Jeberaj Kenneth, trading as Screw You, applied to register "screw you" as a trademark in Europe for a wide variety of goods and was denied by the Office for Harmonisation in the Internal Market (OHIM), the body which is responsible for European community trademarks.

Kenneth appealed to OHIM's ultimate authority, the Grand Board of Appeal, arguing that the initial decision had painted the phrase as being more offensive than it actually was.

Kenneth sought to protect the phrase as it applied to products as diverse as sunglasses and sex toys, spectacle cases and breast pumps as well as alcoholic beverages, condoms and sports equipment.

The original application had been turned down on the basis that the phrase did not comply with an article of the Community Trade Mark Regulation which bans marks which are contrary to "accepted principles of morality". The examiner in question equated the word "screw" to the word "fuck" and said the term was insulting.

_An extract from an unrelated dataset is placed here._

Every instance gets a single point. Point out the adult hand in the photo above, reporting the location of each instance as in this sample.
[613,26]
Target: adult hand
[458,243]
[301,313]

In his appeal, Kenneth argued that the two words were not equally offensive, and that the phrase "screw you" was in common, acceptable use in English, as demonstrated by its use in Eastenders and The Simpsons.

The board accepted that the two terms were not equally offensive, and that public swearing was more acceptable now than it had been 30 years ago, but that the liberties extended to artistic expression were not necessarily to be extended to commercial expression. The phrase "screw you", the board concluded, was definitely a profanity.

The board ruled, however, that there were some contexts in which the profanity would not present a problem. The trademark would be permitted in relation to the goods proposed by Kenneth that would be sold in sex shops, such as sex toys, artificial breasts and breast pumps.

The board also said the trademark could provide protection for condoms even outside of sex shops, since any purchaser would be unlikely to be offended by the term. The board rejected protection in relation to alcoholic beverages, which had been previously granted in the UK.